Joshy Jacob, PhD., is an associate professor of microbiology and immunology at Emory Vaccine Center and Emory University School of Medicine, and the senior author of the study. Dr. Jacobs explains, “Anti-flu peptides could become handy when vaccines are unavailable, in the case of a new pandemic strain, or when circulating strains become resistant to current drugs.”
The researchers called one of the antiviral peptides identified in the study “urumin,” named after an ancient Indian sword. Urumin was discovered in the skin secretions of the Indian frog Hydrophylax bahuvistara. This particular peptide stood out to scientists because instead of attempting to destroy its target as an antibacterial peptide would attempt to do, urumin inhibited the development of the flu virus.
The urumin damaged the stability of the hemagglutinin, a glycoprotein that protrudes from the surface of the influenza virus. It searches for cells within the body upon which to launch a flu attack. Over a dozen types of hemagglutinin are known, and these determine the type of flu and how threatening it is. Hemagglutinin is the attack target of many proposed universal vaccines.

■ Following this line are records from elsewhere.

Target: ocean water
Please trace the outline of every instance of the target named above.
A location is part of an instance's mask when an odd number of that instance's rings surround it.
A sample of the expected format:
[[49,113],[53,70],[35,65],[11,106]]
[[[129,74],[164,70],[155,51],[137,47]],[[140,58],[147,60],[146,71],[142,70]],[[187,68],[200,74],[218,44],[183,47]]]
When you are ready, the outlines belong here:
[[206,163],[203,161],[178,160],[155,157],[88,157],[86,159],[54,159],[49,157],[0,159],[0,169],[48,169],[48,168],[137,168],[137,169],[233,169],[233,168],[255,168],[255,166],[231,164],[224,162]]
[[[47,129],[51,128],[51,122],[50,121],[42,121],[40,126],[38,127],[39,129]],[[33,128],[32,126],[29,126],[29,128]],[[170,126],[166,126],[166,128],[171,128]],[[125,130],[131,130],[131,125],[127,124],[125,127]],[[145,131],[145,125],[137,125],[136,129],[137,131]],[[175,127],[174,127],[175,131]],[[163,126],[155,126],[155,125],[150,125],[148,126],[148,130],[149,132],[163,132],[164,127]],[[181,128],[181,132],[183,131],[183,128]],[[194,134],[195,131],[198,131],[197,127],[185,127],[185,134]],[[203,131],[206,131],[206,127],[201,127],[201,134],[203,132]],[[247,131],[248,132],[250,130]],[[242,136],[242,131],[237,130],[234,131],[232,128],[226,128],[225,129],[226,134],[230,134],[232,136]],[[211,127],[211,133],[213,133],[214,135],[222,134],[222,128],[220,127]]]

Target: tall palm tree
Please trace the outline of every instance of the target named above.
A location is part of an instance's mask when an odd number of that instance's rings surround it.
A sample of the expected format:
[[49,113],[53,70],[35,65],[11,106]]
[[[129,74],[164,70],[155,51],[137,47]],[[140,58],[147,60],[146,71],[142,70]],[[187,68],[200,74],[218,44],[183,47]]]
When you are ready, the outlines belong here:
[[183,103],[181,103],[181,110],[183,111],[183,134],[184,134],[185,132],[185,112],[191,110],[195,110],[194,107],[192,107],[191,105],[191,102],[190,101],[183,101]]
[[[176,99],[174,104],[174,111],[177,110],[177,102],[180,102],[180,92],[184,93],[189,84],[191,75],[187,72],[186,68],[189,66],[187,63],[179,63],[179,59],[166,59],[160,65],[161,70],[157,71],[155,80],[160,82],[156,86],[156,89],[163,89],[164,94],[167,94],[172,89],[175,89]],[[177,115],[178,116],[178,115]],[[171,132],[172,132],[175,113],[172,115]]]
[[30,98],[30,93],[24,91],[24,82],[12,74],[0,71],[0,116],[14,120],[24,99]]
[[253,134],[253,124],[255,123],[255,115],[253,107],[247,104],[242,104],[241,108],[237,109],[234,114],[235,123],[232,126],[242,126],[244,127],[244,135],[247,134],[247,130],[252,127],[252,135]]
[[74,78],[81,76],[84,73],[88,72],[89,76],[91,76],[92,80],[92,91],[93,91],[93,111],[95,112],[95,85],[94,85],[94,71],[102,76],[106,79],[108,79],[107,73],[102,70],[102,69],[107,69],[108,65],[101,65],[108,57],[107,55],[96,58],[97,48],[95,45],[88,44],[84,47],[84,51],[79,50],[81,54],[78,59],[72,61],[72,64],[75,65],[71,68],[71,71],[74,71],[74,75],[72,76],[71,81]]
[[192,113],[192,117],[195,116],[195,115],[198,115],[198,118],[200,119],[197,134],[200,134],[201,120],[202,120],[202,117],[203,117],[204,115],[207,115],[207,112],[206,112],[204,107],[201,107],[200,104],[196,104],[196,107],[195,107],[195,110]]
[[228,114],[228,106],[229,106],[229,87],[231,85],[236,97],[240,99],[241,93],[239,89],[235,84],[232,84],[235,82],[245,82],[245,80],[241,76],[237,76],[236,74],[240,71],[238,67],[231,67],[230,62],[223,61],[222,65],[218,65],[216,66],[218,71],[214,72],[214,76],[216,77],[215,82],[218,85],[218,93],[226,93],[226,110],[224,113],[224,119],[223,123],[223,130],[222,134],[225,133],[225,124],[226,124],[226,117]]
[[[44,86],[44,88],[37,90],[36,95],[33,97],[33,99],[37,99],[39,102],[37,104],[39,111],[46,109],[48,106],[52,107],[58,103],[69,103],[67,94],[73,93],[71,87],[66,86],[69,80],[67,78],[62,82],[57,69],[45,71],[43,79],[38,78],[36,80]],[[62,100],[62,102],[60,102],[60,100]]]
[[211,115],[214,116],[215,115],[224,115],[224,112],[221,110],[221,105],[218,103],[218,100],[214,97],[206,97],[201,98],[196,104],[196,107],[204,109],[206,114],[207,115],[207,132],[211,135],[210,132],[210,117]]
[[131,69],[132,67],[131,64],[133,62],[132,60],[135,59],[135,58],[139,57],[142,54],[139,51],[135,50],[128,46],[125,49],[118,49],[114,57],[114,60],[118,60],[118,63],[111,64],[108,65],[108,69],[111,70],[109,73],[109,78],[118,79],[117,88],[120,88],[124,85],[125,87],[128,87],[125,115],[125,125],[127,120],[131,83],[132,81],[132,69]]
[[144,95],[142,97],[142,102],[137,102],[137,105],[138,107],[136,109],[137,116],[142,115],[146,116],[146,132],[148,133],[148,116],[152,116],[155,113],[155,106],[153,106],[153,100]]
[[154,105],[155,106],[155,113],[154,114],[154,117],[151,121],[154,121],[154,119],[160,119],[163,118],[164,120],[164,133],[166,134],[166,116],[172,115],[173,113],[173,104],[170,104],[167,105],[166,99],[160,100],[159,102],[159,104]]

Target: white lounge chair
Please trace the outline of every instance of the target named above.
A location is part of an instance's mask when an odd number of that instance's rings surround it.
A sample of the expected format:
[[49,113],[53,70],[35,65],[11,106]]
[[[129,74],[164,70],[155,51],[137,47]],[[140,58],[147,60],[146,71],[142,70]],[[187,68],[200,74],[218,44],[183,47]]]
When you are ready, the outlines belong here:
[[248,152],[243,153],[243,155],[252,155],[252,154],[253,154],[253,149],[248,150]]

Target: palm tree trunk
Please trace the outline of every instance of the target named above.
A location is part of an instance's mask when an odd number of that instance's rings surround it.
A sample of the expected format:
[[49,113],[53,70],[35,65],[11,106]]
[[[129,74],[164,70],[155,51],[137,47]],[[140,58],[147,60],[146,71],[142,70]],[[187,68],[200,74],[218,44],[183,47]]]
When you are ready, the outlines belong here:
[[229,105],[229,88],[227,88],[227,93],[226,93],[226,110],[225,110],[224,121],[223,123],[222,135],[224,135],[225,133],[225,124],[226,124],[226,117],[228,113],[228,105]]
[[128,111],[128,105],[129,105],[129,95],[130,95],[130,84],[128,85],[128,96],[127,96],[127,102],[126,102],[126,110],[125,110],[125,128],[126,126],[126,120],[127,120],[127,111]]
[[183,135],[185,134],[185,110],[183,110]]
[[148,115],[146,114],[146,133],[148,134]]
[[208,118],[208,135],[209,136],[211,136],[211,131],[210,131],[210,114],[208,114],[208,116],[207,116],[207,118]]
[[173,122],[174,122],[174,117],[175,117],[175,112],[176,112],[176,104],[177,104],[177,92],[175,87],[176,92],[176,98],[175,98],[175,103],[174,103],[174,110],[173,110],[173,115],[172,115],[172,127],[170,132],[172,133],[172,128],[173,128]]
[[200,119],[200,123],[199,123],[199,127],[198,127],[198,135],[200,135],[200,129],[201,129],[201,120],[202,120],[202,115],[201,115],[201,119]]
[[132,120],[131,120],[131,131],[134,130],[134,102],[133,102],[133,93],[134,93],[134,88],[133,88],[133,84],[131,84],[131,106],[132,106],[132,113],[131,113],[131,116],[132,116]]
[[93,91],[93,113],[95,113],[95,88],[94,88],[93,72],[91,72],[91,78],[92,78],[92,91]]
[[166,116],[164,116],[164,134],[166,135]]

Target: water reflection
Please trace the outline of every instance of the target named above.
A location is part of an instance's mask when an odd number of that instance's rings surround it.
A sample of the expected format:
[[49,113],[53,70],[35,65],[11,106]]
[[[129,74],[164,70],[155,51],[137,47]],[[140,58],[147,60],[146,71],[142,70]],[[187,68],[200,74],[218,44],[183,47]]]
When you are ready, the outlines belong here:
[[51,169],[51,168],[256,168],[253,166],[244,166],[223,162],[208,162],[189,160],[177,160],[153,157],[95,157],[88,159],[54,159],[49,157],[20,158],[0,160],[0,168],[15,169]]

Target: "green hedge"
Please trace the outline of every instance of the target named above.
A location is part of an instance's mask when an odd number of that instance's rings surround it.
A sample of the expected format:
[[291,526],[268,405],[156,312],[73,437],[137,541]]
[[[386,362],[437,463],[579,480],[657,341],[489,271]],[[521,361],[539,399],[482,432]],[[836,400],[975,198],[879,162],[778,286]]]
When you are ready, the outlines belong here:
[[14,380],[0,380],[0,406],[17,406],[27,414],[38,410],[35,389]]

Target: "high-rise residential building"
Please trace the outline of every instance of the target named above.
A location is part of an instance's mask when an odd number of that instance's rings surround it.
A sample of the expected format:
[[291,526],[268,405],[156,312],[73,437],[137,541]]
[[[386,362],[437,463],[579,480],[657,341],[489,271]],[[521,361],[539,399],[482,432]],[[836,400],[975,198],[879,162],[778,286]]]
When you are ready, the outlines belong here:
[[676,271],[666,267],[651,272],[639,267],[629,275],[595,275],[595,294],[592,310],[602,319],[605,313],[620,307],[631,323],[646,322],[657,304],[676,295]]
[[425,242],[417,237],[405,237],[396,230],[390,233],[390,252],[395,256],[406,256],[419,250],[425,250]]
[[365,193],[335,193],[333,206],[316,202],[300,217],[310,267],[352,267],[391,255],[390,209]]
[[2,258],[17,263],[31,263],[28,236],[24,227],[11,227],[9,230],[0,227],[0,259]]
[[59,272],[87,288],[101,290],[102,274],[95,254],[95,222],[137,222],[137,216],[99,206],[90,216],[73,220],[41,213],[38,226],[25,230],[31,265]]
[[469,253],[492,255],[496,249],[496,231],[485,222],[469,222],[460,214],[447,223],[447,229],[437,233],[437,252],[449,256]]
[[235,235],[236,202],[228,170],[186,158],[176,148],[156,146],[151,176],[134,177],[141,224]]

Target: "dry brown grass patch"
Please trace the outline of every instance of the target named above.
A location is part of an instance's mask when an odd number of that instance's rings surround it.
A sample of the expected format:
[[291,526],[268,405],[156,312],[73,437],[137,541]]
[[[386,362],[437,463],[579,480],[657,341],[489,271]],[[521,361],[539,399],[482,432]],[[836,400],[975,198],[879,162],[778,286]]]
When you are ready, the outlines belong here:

Dr. Jacobs says the fact that urumin advanced upon the hemagglutinin specifically “could be valuable because current anti-influenza drugs target other parts of the virus.”
The research showed that urumin administered intranasally to unvaccinated mice safeguarded them from potentially lethal doses of various flu viruses. Urumin protected against the H1 types of flu, but was not successful in protecting against other strains such as H3N2.
The newly-discovered peptides create an initiative for antiviral drug discovery.
The continuation of this study may lead Dr. Jacob and his colleagues to strategies for stabilizing antiviral peptides for effective use. The team is also hoping to extract peptides from frogs that are capable of killing other viruses.